Jan-Erik Söderholm jan-erik.soderholm at telia.com
Tue Dec 25 18:11:46 EST 2018


Den 2018-12-25 kl. 22:07, skrev Bill Gunshannon:
> On 12/25/18 2:15 PM, Arne Vajhøj wrote:
>> On 12/25/2018 2:18 AM, Phillip Helbig (undress to reply) wrote:
>>> In article <pvs0ti$1q65$1 at gioia.aioe.org>, =?UTF-8?Q?Arne_Vajh=c3=b8j?=
>>> <arne at vajhoej.dk> writes:
>>>> GUI is not really important for VMS.
>>>
>>> It depends on what one does with VMS.
>>>
>>>> Sure a newer X and GTK could be nice, but I don't think it would help
>>>> VSI sell a single VMS license.
>>>
>>> I'm not sure.  Obviously, people still on VMS are dependent on a modern
>>> GUI.  But it might open the door to some NEW customers.  It doesn't have
>>> to have all the bells and whistles.  A reasonably modern web browser
>>> would probably be enough.  :-|
>>
>> You think there will be people willing to pay for a VMS license
>> for a box used for web browsing running VMS?
>>
>> I don't see that as realistic.
>>
> 
> Maybe not, but people running VMS...

What does "running VMS" more specifically mean?

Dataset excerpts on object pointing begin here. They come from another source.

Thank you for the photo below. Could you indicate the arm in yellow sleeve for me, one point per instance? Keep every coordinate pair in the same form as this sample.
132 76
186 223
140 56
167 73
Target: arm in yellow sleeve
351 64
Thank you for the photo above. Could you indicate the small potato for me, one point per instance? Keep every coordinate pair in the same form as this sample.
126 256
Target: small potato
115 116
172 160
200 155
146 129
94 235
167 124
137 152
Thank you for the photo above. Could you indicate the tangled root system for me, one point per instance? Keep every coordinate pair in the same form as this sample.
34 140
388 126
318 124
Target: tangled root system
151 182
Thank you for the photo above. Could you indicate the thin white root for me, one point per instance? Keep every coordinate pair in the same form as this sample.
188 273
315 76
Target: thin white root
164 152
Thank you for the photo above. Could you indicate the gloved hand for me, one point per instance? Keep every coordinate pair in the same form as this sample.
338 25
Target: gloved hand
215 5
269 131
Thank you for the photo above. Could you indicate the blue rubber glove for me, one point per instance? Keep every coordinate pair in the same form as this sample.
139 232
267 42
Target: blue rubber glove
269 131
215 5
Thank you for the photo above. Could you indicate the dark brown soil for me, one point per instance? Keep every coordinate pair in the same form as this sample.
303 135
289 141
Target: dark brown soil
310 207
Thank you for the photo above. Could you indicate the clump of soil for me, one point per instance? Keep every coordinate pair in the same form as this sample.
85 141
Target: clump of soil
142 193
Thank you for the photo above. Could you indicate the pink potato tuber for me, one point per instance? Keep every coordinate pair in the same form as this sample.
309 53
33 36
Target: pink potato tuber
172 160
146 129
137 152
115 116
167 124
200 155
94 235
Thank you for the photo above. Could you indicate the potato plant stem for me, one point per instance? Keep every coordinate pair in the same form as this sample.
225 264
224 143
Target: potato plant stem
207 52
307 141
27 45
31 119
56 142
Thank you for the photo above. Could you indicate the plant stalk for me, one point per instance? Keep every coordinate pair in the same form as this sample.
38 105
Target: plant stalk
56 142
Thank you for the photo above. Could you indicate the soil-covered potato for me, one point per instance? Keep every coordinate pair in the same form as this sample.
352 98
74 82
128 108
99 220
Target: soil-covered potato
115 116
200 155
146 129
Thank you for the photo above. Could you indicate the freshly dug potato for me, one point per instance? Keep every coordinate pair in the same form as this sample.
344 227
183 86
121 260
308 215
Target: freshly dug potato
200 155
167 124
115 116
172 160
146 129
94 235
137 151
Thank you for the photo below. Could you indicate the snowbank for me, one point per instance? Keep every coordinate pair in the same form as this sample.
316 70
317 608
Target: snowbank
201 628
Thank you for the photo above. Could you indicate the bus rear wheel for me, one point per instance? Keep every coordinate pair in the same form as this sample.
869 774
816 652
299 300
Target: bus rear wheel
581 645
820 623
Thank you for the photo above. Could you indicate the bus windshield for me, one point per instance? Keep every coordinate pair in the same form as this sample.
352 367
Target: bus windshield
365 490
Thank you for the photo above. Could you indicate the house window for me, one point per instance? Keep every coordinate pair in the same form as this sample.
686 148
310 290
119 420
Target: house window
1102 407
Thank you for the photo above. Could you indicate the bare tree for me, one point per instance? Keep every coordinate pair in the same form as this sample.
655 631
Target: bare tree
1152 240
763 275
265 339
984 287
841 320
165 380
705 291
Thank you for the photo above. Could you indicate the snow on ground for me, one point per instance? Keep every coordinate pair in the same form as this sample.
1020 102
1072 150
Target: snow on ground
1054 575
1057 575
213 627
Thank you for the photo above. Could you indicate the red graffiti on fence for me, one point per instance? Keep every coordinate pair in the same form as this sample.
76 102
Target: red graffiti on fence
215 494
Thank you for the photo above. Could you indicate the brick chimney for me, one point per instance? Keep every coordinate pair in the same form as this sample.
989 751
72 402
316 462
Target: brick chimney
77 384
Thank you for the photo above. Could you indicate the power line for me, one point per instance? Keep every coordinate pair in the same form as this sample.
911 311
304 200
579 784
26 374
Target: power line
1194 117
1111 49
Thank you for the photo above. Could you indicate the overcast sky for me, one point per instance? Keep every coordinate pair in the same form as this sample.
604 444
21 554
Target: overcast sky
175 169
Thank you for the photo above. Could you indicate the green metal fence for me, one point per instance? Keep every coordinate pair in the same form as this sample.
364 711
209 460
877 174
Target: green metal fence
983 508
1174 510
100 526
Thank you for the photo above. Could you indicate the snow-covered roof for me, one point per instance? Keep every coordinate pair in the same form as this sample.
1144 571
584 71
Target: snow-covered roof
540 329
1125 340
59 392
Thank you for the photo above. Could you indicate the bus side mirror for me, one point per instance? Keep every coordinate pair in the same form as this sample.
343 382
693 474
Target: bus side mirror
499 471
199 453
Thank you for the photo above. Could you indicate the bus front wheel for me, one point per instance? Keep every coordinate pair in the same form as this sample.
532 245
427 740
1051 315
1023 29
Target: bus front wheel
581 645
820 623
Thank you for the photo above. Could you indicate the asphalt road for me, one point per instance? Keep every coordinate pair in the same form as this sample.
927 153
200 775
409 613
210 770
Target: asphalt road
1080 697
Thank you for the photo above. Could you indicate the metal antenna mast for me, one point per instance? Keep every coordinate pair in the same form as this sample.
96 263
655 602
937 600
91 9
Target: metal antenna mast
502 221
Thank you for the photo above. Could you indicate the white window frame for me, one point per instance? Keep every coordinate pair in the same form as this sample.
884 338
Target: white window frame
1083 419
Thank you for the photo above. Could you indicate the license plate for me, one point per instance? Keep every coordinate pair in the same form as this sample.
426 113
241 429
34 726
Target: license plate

There is absolutelly no reason not to mix and match your tools.
Use VMS for your backend processing where it works OK. Then use
other platforms for your desktop tools (incl. tools to access your
VMS systems) where there are much better alternatives then VMS.

> may want to browse the web
> without having to go to a different machine just for that one
> trivial task.
>

If you have your VMS system accessed in a terminal window or a tab
in your browser, you do not have to "go to a different machine" to
access anything else from the web. Or write a Word document. Or
check your mails on the corporate MS Exchange systems.